His declamations or set speeches are commonly cold and weak, for his power was the power of nature; when he endeavoured, like other tragick writers, to catch opportunities of amplification, and instead of inquiring what the occasion demanded, to show how much his stores of knowledge could supply, he seldom escapes without the pity or resentment of his reader.
It is incident to him to be now and then entangled with an unwieldy sentiment, which he cannot well express, and will not reject; he struggles with it a while, and if it continues stubborn, comprises it in words such as occur, and leaves it to be disentangled and evolved by those who have more leisure to bestow upon it.
Not that always where the language is intricate the thought is subtle, or the image always great where the line is bulky; the equality of words to things is very often neglected, and trivial sentiments and vulgar ideas disappoint the attention, to which they are recommended by sonorous epithets and swelling figures.
But the admirers of this great poet have never less reason to indulge their hopes of supreme excellence, than when he seems fully resolved to sink them in dejection, and mollify them with tender emotions by the fall of greatness, the danger of innocence, or the crosses of love.

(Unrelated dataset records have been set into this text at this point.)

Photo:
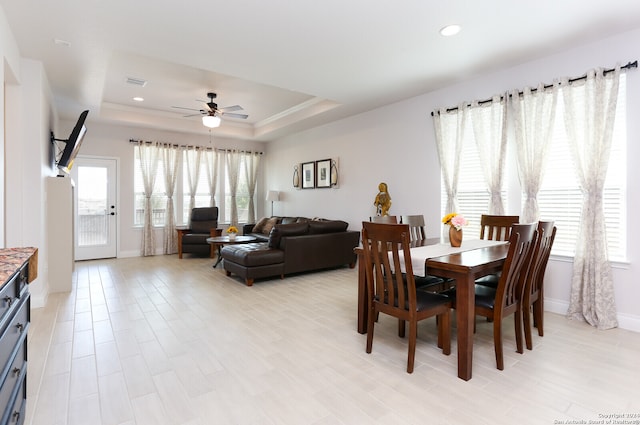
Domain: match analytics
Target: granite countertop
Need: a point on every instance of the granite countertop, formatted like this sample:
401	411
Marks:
11	259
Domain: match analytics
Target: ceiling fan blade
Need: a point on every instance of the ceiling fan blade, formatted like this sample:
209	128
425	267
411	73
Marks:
241	116
188	109
231	108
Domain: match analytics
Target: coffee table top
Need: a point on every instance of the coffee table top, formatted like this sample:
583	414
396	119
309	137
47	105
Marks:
227	239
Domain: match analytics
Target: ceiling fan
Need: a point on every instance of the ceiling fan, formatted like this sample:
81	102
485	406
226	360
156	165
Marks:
211	116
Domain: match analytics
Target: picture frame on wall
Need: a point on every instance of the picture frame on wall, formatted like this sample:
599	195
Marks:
323	173
308	175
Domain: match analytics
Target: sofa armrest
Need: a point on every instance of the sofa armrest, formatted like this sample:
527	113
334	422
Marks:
247	228
312	252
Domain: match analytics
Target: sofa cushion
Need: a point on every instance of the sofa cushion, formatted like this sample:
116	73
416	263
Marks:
269	225
252	254
260	225
280	230
328	226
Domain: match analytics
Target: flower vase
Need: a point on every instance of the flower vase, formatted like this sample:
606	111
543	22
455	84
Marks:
455	236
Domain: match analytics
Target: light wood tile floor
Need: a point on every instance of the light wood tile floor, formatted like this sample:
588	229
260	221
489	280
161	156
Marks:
158	340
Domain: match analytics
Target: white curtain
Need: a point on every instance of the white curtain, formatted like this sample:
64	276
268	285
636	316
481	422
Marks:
193	157
170	164
533	117
148	154
212	159
590	108
490	132
450	129
233	168
251	163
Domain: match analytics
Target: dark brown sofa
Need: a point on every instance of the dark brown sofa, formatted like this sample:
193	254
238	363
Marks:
292	245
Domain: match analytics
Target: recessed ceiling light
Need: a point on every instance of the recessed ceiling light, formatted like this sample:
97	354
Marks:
61	42
450	30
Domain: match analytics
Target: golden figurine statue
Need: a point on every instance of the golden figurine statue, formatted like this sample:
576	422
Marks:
383	200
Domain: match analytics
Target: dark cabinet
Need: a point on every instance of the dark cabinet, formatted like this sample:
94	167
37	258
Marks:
15	316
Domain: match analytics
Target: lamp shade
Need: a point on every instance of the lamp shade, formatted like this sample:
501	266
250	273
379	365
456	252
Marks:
211	121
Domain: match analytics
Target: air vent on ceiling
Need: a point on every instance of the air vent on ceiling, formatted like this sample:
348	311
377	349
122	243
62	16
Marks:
136	81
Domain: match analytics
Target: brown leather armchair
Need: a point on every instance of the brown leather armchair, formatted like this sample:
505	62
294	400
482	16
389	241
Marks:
203	224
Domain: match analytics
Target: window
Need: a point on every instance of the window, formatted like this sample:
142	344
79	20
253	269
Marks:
473	194
181	195
158	199
202	196
242	195
560	197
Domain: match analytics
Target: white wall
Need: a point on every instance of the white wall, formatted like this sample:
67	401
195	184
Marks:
396	145
28	119
112	141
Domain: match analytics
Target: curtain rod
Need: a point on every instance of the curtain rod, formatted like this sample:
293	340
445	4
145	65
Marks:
629	65
148	142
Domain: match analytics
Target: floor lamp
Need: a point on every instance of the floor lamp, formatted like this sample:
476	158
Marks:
273	195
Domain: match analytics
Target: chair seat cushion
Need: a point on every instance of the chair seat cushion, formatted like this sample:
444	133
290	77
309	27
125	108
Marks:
485	295
252	254
489	280
426	300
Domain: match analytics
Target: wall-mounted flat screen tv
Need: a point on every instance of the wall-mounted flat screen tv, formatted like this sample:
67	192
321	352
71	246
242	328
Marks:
72	144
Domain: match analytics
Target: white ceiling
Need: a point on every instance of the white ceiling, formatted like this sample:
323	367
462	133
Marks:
291	64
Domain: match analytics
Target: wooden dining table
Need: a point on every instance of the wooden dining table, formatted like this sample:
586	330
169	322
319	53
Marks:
465	267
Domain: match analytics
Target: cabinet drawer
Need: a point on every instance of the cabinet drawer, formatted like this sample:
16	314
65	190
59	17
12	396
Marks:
14	415
21	280
14	374
8	299
15	330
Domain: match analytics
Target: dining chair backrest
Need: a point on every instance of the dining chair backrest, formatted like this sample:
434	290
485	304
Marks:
383	244
386	251
497	227
416	226
510	287
389	219
506	298
534	286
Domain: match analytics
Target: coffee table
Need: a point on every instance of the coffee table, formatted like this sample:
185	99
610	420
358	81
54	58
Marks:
219	241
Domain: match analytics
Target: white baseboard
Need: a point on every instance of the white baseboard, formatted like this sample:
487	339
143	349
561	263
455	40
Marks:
625	321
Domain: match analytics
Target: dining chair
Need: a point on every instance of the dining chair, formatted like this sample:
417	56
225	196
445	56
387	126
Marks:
533	298
393	293
416	226
389	219
498	228
418	236
497	303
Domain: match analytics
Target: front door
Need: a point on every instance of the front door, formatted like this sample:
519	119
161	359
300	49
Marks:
95	215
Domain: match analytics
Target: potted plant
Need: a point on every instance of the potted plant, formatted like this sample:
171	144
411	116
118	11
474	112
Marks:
232	232
455	222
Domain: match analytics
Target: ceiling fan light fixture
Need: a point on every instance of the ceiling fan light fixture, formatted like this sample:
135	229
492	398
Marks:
211	121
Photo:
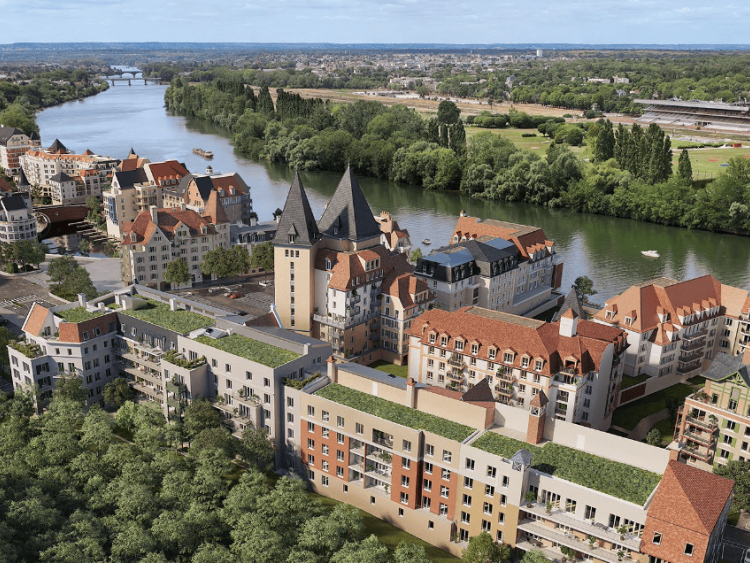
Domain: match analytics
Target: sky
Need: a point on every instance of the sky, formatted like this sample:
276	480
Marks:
378	21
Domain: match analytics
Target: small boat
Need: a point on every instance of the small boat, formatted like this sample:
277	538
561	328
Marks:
206	154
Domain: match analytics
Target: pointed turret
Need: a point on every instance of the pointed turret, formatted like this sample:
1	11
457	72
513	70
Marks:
297	225
348	215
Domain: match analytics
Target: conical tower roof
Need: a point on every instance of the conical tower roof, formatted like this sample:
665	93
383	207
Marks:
297	225
348	215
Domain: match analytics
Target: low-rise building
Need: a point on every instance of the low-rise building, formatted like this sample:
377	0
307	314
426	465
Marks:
714	423
675	329
526	287
158	236
17	221
573	364
447	466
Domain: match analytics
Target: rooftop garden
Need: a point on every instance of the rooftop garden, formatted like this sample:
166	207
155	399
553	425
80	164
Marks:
78	315
161	315
244	347
394	412
610	477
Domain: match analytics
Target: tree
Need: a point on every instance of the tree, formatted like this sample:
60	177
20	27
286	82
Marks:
739	471
448	113
685	167
262	256
177	272
482	549
653	438
117	392
584	287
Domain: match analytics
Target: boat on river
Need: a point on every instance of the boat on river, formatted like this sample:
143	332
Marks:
206	154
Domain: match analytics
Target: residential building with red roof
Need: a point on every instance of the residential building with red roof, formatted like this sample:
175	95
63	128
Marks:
158	236
573	363
496	265
336	280
675	329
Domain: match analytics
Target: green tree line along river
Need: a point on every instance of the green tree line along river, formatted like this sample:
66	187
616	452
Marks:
630	174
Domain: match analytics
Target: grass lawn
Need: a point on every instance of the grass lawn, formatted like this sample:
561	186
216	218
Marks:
392	536
393	369
631	414
629	380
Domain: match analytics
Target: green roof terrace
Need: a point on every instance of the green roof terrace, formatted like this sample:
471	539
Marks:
244	347
79	314
594	472
159	314
394	412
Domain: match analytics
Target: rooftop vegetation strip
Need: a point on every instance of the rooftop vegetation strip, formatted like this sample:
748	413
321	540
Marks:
394	412
244	347
594	472
161	315
79	315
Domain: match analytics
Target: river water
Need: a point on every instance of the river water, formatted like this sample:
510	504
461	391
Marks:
606	249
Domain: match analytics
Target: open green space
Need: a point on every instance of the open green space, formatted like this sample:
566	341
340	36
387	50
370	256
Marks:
395	413
266	354
610	477
391	536
393	369
628	416
630	380
160	314
78	315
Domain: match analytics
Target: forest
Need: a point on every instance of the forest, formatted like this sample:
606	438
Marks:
72	490
630	175
20	100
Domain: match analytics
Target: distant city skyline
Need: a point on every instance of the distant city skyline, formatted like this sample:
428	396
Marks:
372	21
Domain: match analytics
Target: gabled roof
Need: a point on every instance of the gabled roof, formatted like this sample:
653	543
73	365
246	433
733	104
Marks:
297	218
348	215
690	498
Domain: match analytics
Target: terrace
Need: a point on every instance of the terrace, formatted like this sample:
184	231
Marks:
79	315
159	314
253	350
394	412
609	477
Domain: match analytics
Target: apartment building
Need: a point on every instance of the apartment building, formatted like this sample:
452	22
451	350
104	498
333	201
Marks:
525	288
446	466
675	329
335	280
13	144
714	423
158	236
138	188
573	364
17	221
482	272
172	350
90	171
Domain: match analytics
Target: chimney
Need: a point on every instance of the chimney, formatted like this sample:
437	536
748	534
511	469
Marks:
333	374
411	393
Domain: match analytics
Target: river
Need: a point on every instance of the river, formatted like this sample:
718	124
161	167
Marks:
606	249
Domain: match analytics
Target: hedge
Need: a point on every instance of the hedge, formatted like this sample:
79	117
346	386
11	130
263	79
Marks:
394	412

He is not long soft and pathetick without some idle conceit, or contemptible equivocation.

He no sooner begins to move, than he counteracts himself; and terrour and pity, as they are rising in the mind, are checked and blasted by sudden frigidity.
A quibble is to _Shakespeare_, what luminous vapours are to the traveller; he follows it at all adventures; it is sure to lead him out of his way, and sure to engulf him in the mire.

It has some malignant power over his mind, and its fascinations are irresistible.

Whatever be the dignity or profundity of his disquisition, whether he be enlarging knowledge or exalting affection, whether he be amusing attention with incidents, or enchaining it in suspense, let but a quibble spring up before him, and he leaves his work unfinished.